Are You Providing FMLA to Ineligible Employees?

June 12, 2018 |

I have many multi-state clients who like to provide the same benefits to all of their employees, across all locations.  In some cases, this may mean providing FMLA to employees in a location with less than 50 employees within a 75 mile radius – employees who are not actually eligible for FMLA under the law.

As a reminder, to be eligible for FMLA the employee must have been employed with the employer for a year and worked at least 1250 hours within the last 12 months.  The employee must also work at a job site with at least 50 employees within a 75 mile radius.

Recently, a client called to ask me whether she needed to provide FMLA to an employee who worked out of a 10 person office in another state.  The Company included an FMLA policy in their handbook that was given to all employees, and had allowed another employee at that location to take FMLA for purposes of parental leave a year earlier.  My advice to the client was to allow the employee to take FMLA, and treat him as though he was protected by all aspects of the law.  We then got to work on updating the handbook language, and on drafting a memo notifying the employees in the small office of the company’s change in policy related to FMLA going forward.

In the recent case of Reid v. Centric Consulting, LLC, a U.S. magistrate judge drives this point home, holding that an employee can bring a retaliation claim under the federal Family and Medical Leave Act even if the employer isn’t covered by the statute.

The plaintiff in the case, took 17 weeks of medical leave after being put on a performance improvement plan. The employer labeled 12 weeks of the leave as FMLA leave, even though the company did not have 50 employees within 75 miles of the employee’s job site.

Three months after returning from leave, the employee was (allegedly) fired for performance reasons.  The employee brought an FMLA retaliation claim, claiming that because the Company told him his leave was covered by FMLA, they were equitably estopped from retaliating against him.

U.S. Magistrate Judge Judith G. Dein held “there is no First Circuit precedent to limit the application of equitable estoppel to interference claims,” and “there are strong policy reasons to hold otherwise.”

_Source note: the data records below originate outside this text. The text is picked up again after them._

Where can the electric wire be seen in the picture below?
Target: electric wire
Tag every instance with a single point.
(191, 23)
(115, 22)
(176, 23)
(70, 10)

This decision is consistent with the 1st Circuit’s precedent that equitable estoppel may be applied to FMLA interference claims.

By calling the leave FMLA, the employer is promising the employee that he/she will be given the protections of the FMLA, including protection against interference and retaliation.

To avoid an FMLA retaliation/interference claim, employers who are not covered by FMLA should consider the following tips:

  1. Don’t use the DOL’s FMLA forms for leaves that are not FMLA.  While these forms may work well for a disability leave or personal leave for an employee not covered by FMLA, by using the forms the employer is implying that FMLA is being administered.
  2. Don’t provide FMLA to employees who are not eligible.  If you are interested in providing an FMLA-like leave to these employees, call it something else.